La dévaluation de la cause palestinienne est très présente dans son discours. Comment expliquez-vous cette posture ?
La critique et l’abaissement de la cause Palestinienne fait partie des écrits de Daoud, c’est un élément qu’il met en valeur dans son bazar philosophique : « Non, donc, le chroniqueur n’est pas solidaire de cette “solidarité” qui vous vend la fin du monde et pas le début d’un monde, qui voit la solution dans l’extermination et pas dans l’humanité, qui vous parle de religion, pas de dignité, et de royaume céleste, pas de terre vivante ensemencée. » La dialectique d’un fourbe cultivé qui consiste à nous faire croire qu’il est prêt à soutenir la Palestine si la malheureuse était défendue selon un plan Daoud. Notons au passage qu’il amalgame la libération de la Palestine à la cause exclusive de l’islam. Ce qui le met à l’aise pour la fustiger. Alors que tout citoyen épris de justice et de liberté, sans distinction de religion, doit adopter comme rêve la fin de la colonisation d’une terre usurpée. Mais Daoud ne peut rêver d’une cause insuffisamment « pure ».
Daoud n’a-t-il pas servi de paratonnerre à Georges Bensoussan, convoqué en justice pour avoir, sur France Culture, mis en garde les auditeurs contre un antisémitisme « atavique chez les musulmans ». Précisant que, « dans les familles arabes en France (…), l’antisémitisme, on le tête avec le lait de sa mère ». Dans un commentaire sur le procès – suivi d’une relaxe –, un journal évoquant les mots infâmes de Bensoussan, écrivait en citant Daoud comme témoin à décharge : « Depuis, combien de musulmans ont confirmé ces propos. » Vous voyez ici de quoi Daoud est le nom et combien son usage est précieux.
« Même académicien français, Maalouf reste un homme du Proche Orient attaché à sa culture. »
L’intellectuel franco-libanais Amin Maalouf obtient un succès dans les librairies tout en maintenant un discours conciliateur entre l’Occident et l’Orient.

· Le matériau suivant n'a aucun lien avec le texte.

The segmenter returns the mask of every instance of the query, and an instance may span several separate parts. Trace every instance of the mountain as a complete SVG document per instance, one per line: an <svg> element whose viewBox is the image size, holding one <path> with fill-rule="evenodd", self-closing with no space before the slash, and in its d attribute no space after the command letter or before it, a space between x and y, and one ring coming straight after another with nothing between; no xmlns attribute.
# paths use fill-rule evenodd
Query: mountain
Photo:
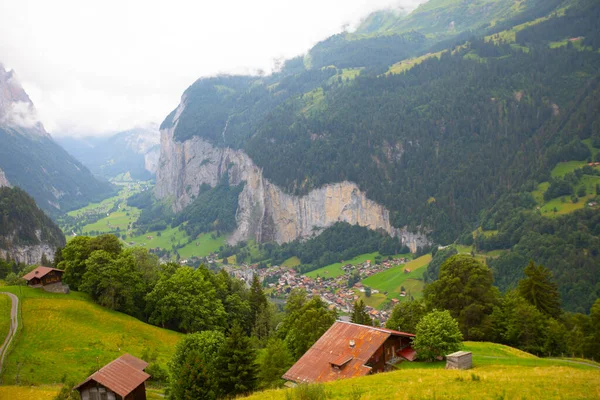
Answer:
<svg viewBox="0 0 600 400"><path fill-rule="evenodd" d="M414 251L473 243L483 227L475 246L511 255L496 267L503 288L535 256L564 278L566 308L586 311L600 232L571 227L589 218L578 209L598 212L600 4L431 0L379 15L272 75L192 84L161 125L157 200L206 225L185 210L206 213L195 200L223 180L243 185L230 243L348 222ZM536 217L561 196L578 204L564 237Z"/></svg>
<svg viewBox="0 0 600 400"><path fill-rule="evenodd" d="M60 228L19 188L0 187L0 215L0 258L35 264L66 244Z"/></svg>
<svg viewBox="0 0 600 400"><path fill-rule="evenodd" d="M129 172L132 178L145 180L156 173L160 154L158 126L135 128L110 137L59 137L56 141L104 178Z"/></svg>
<svg viewBox="0 0 600 400"><path fill-rule="evenodd" d="M0 169L51 216L113 192L46 132L13 71L0 65Z"/></svg>

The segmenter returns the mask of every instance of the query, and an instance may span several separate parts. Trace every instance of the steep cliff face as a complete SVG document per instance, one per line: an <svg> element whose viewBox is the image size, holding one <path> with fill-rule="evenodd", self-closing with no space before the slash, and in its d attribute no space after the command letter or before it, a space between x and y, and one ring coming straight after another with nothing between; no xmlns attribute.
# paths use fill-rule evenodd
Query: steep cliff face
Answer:
<svg viewBox="0 0 600 400"><path fill-rule="evenodd" d="M48 244L39 244L32 246L14 246L10 249L0 249L0 258L15 260L27 265L39 264L42 261L42 255L46 255L49 260L54 259L55 248Z"/></svg>
<svg viewBox="0 0 600 400"><path fill-rule="evenodd" d="M10 182L6 179L6 175L4 175L4 171L0 169L0 187L8 186L11 187Z"/></svg>
<svg viewBox="0 0 600 400"><path fill-rule="evenodd" d="M185 101L177 109L173 126L161 131L156 172L155 195L171 201L173 211L190 204L202 184L214 187L229 173L231 185L246 182L238 200L238 226L230 237L231 243L250 238L285 243L318 234L336 222L383 229L400 237L413 251L427 243L424 235L394 228L389 211L368 199L352 182L330 184L306 196L293 196L264 178L262 170L241 150L217 148L199 137L175 141L173 135L184 104Z"/></svg>

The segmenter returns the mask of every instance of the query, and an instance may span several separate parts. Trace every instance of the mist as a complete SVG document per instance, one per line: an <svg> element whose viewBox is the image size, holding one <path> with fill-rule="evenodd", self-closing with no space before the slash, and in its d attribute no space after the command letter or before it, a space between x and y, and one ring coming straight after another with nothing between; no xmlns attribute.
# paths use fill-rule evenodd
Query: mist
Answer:
<svg viewBox="0 0 600 400"><path fill-rule="evenodd" d="M53 136L160 123L196 79L270 72L275 60L424 0L0 3L0 62Z"/></svg>

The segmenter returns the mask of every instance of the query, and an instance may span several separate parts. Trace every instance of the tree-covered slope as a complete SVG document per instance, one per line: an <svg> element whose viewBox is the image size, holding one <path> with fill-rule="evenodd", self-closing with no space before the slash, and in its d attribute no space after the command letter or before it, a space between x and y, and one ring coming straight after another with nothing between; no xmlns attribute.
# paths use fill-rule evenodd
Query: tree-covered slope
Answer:
<svg viewBox="0 0 600 400"><path fill-rule="evenodd" d="M19 188L0 187L0 248L65 245L60 228Z"/></svg>

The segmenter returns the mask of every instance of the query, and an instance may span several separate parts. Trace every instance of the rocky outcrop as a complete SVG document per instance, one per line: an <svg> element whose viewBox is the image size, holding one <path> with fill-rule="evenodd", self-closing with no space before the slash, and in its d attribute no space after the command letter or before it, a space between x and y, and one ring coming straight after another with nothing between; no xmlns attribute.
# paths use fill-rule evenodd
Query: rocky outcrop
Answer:
<svg viewBox="0 0 600 400"><path fill-rule="evenodd" d="M329 184L305 196L293 196L265 179L262 170L241 150L217 148L199 137L175 141L173 135L184 104L185 100L175 113L173 126L161 131L156 172L155 195L171 201L173 211L190 204L202 184L214 187L228 173L231 185L245 182L231 243L245 239L285 243L318 234L336 222L382 229L401 238L413 251L427 243L422 234L393 227L389 211L368 199L352 182Z"/></svg>
<svg viewBox="0 0 600 400"><path fill-rule="evenodd" d="M0 169L0 187L8 186L11 187L10 182L6 179L6 175L4 175L4 171Z"/></svg>
<svg viewBox="0 0 600 400"><path fill-rule="evenodd" d="M144 168L151 174L156 174L158 160L160 158L160 146L155 146L144 154Z"/></svg>
<svg viewBox="0 0 600 400"><path fill-rule="evenodd" d="M42 255L46 255L49 260L54 259L55 248L48 244L38 244L34 246L11 246L10 249L0 249L0 258L15 260L27 265L39 264Z"/></svg>

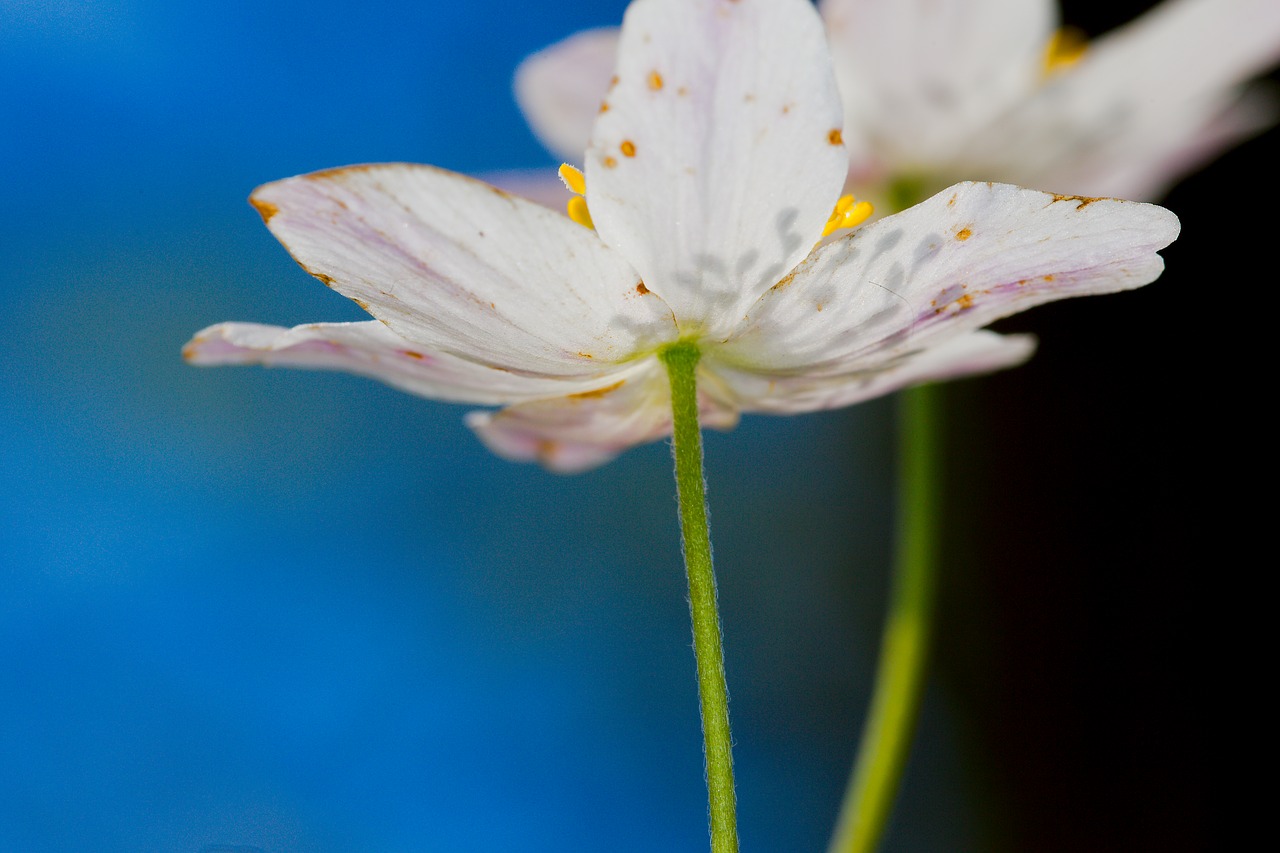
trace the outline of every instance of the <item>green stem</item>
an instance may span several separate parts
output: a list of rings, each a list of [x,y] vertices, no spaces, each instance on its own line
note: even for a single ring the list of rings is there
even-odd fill
[[[938,535],[940,391],[899,394],[898,533],[871,708],[829,853],[872,853],[884,835],[924,692]]]
[[[698,664],[698,704],[706,750],[712,853],[737,853],[737,801],[733,790],[733,751],[729,735],[729,691],[724,678],[716,576],[711,566],[706,482],[702,474],[702,434],[698,427],[698,347],[681,341],[667,347],[662,360],[671,379],[671,414],[680,499],[680,534],[689,575],[689,614]]]

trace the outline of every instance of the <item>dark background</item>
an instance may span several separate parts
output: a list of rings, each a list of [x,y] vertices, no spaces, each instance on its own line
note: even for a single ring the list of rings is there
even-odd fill
[[[0,851],[705,849],[665,445],[557,477],[460,407],[178,357],[221,320],[362,316],[254,186],[553,169],[511,72],[622,8],[0,2]],[[947,387],[938,652],[886,853],[1214,847],[1277,138],[1164,200],[1156,283],[1003,321],[1035,358]],[[745,850],[830,831],[892,415],[707,436]]]
[[[1147,5],[1064,4],[1090,35]],[[1182,232],[1152,286],[1001,322],[1035,358],[947,389],[937,667],[1000,849],[1222,849],[1222,774],[1254,731],[1231,685],[1266,618],[1236,593],[1271,551],[1245,485],[1271,439],[1242,394],[1269,383],[1245,330],[1272,228],[1248,211],[1275,195],[1278,141],[1162,200]]]

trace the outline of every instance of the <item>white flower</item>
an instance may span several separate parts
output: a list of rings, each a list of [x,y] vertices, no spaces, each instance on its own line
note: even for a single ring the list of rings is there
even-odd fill
[[[495,452],[558,471],[670,434],[662,349],[701,353],[702,423],[844,406],[1026,359],[983,326],[1138,287],[1169,211],[957,184],[816,246],[848,154],[806,0],[636,0],[586,152],[594,230],[441,169],[354,166],[252,202],[377,319],[200,332],[196,364],[347,370],[440,400]],[[816,246],[816,247],[815,247]]]
[[[1164,0],[1087,49],[1055,0],[820,0],[845,106],[851,189],[997,180],[1154,199],[1273,124],[1251,78],[1280,61],[1277,0]],[[616,31],[529,57],[516,95],[558,156],[580,156]],[[520,187],[531,195],[532,187]]]

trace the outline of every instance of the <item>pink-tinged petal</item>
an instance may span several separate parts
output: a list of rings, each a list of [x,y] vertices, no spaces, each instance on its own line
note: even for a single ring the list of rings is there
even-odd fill
[[[731,429],[738,413],[701,381],[704,427]],[[588,393],[536,400],[497,412],[471,412],[467,425],[490,450],[565,474],[608,462],[639,444],[671,434],[671,386],[656,358],[619,373],[615,384]]]
[[[589,379],[523,376],[448,353],[425,352],[377,320],[266,326],[219,323],[196,333],[182,349],[191,364],[260,364],[340,370],[433,400],[506,405],[555,394],[589,393],[612,384],[612,371]]]
[[[816,251],[717,358],[765,373],[874,369],[1044,302],[1147,284],[1178,229],[1153,204],[957,184]]]
[[[636,0],[586,157],[600,236],[684,331],[727,331],[803,258],[844,182],[807,0]]]
[[[1024,98],[1040,82],[1058,11],[1053,0],[822,0],[818,8],[851,169],[863,180],[945,162]]]
[[[1070,176],[1064,180],[1082,187],[1114,187],[1112,194],[1120,198],[1160,198],[1183,175],[1269,129],[1278,118],[1280,97],[1258,87],[1243,92],[1185,133],[1161,134],[1161,139],[1151,139],[1134,157],[1084,163],[1078,170],[1069,170]]]
[[[353,166],[251,201],[304,269],[432,352],[590,377],[676,335],[667,306],[594,232],[473,178]]]
[[[564,213],[565,205],[573,197],[573,193],[560,180],[560,175],[553,168],[546,169],[505,169],[497,172],[484,172],[477,175],[486,184],[491,184],[506,193],[536,201],[543,207],[549,207],[556,213]]]
[[[1165,0],[1098,39],[1078,63],[957,156],[970,166],[966,177],[1152,198],[1201,165],[1186,156],[1194,150],[1189,146],[1230,115],[1242,85],[1277,62],[1276,0]],[[1248,108],[1260,104],[1251,101]],[[1267,110],[1273,121],[1274,104]],[[1111,183],[1135,163],[1146,167],[1144,180],[1128,172],[1127,180]]]
[[[516,68],[516,102],[534,135],[562,160],[582,162],[617,56],[618,31],[601,27],[545,47]]]
[[[1030,335],[980,330],[844,374],[766,374],[724,365],[716,367],[716,375],[743,411],[788,415],[838,409],[912,385],[1015,367],[1034,351],[1035,339]]]

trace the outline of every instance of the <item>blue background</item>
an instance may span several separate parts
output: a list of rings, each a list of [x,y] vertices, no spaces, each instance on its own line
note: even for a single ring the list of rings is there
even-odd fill
[[[1142,5],[1068,9],[1096,33]],[[511,73],[622,8],[0,0],[0,853],[706,848],[665,444],[559,477],[459,407],[178,355],[222,320],[364,316],[255,186],[553,169]],[[1160,283],[1011,320],[1041,354],[949,389],[938,677],[887,851],[1201,849],[1197,549],[1243,450],[1189,398],[1224,393],[1249,308],[1204,306],[1266,239],[1223,188],[1275,139],[1169,198]],[[707,436],[746,850],[830,831],[891,414]]]

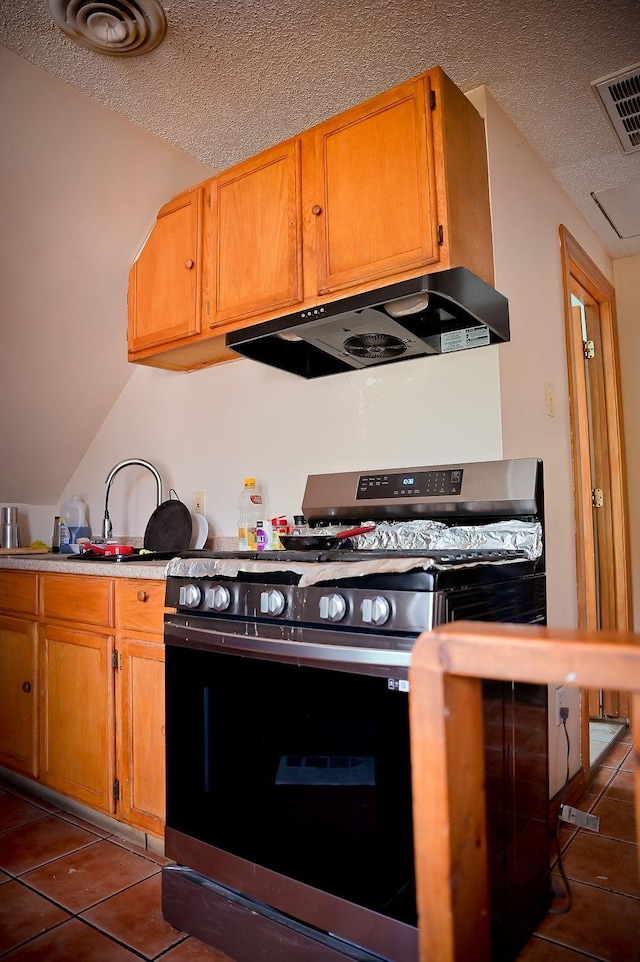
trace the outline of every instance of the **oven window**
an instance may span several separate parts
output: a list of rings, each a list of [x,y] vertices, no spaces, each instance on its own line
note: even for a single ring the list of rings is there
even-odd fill
[[[408,695],[167,647],[167,824],[416,924]]]

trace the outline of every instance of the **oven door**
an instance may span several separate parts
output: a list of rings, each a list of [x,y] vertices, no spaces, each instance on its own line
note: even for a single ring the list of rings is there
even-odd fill
[[[167,855],[414,960],[413,641],[370,650],[322,635],[167,616]]]

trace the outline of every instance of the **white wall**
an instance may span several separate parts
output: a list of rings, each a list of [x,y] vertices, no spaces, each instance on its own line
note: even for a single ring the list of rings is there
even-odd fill
[[[640,255],[614,263],[631,540],[634,630],[640,632]]]

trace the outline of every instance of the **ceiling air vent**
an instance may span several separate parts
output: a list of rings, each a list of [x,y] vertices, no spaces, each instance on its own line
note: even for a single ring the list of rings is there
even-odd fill
[[[116,57],[149,53],[167,29],[157,0],[49,0],[49,12],[71,40]]]
[[[625,154],[640,150],[640,64],[591,86],[598,94]]]

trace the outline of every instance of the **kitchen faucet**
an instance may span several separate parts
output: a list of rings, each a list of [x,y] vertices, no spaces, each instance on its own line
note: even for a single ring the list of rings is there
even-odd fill
[[[107,485],[107,494],[104,499],[104,518],[102,519],[103,538],[110,538],[113,531],[113,525],[111,524],[111,518],[109,517],[109,490],[111,488],[111,484],[118,471],[121,471],[122,468],[127,468],[130,464],[138,464],[141,468],[148,468],[149,471],[151,471],[158,486],[158,507],[160,507],[160,504],[162,503],[162,479],[160,478],[157,468],[154,468],[152,464],[149,464],[148,461],[143,461],[141,458],[127,458],[125,461],[119,461],[115,467],[111,468],[109,474],[107,475],[107,480],[105,481],[105,484]]]

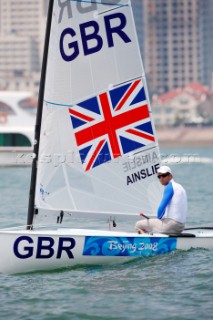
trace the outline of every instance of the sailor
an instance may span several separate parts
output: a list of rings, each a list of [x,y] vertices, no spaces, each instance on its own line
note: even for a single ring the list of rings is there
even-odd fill
[[[160,183],[165,187],[156,219],[143,219],[136,223],[136,231],[160,232],[177,235],[184,230],[187,212],[187,196],[184,188],[173,180],[168,166],[157,170]]]

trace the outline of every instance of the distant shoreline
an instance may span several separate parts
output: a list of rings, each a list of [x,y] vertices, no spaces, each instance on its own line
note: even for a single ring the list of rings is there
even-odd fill
[[[156,129],[160,147],[213,147],[213,127]]]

À quoi tient ce succès ?
Outre le talent, la différence entre Daoud et Maalouf est qu’en lisant l’histoire le second ne juge pas les Arabes comme d’irréconciliables ennemis de l’Occident. Même académicien français, Amin Maalouf reste un homme du Proche Orient attaché à sa culture. Sa description des Croisades – vues de la rive d’en face – reste universaliste dans sa violence, et Saladin n’est que le versant est de Charlemagne.
C’est cette volonté de conciliation entre deux mondes qui sont les nôtres, même si les réactionnaires le refusent, que Bensaada tente modestement de glisser sur des rails infimes. Des Omeyyades de Cordoue restent des pierres, l’histoire est partie en voyage. Voilà donc, sans zone tampon, notre monde du « Nord » adossée à un « Sud » dont Daoud et les néo-colons veulent être les ultimes douaniers.